Our minds are trained to ask and question: What is this Jesus telling us? How can he offer us his own flesh and blood? The same way his followers asked him. But unlike his followers pray for the grace to listen to him. Allow Jesus to speak to your heart. And speak to Jesus from your heart. His is an invitation to encounter him, to know him and to love him. Today and every time you receive Jesus in the Holy Eucharist - take everything and anything in your life that is troubled or in pain and allow it find a home in Jesus. For Jesus once said, “Come to me, all you that are weary and are carrying heavy burdens, and I will give you rest. Take my yoke upon you, and learn from me; for I am gentle and humble in heart, and you will find rest for your souls. For my yoke is easy, and my burden is light.” (Mt. 11:28-30)

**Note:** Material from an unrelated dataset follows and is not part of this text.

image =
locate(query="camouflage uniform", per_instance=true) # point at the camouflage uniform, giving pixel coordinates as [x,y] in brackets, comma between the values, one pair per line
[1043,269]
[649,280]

Pope Francis points to the Eucharist as a Sacrament of Love. He said that the Eucharist is at the heart of “Christian initiation,” together with Baptism and Confirmation, and it constitutes the source of the church’s life itself. From this Sacrament of love, in fact, flows every authentic journey of “faith, of communion, and of witness.”

In one of his recent audience at St. Peter’s Square the Pope reminded the people that we should leave every Mass better than we entered. At the end of the Mass, the priest says, “Go in peace to love and serve the Lord.” Our encounter with Jesus does not end when the celebration of the Eucharist ends. Pope Francis asserts, “While the Mass ends, the commitment for Christian witness opens. We leave the church to go in peace to bring the blessing of God to our daily activities, to our homes, to our work, to the affairs of the earthly city, glorifying the Lord with our lives.”

The effects of the Mass should find fulfillment in the way we live out our lives as Christians. We become Eucharistic men and women as Pope Francis explained that “the Mass, particularly with this commission to go in peace to love and serve the Lord, “finds fulfillment in the concrete choices one makes [and] involves us first-hand in the mysteries of Christ. It further means allowing Christ to act in and through the choices one makes, taking on his thoughts, feelings and actions.” We become more and more Christ-like.

Now go in peace to love and serve the Lord. Believe, celebrate and live the Holy Eucharist!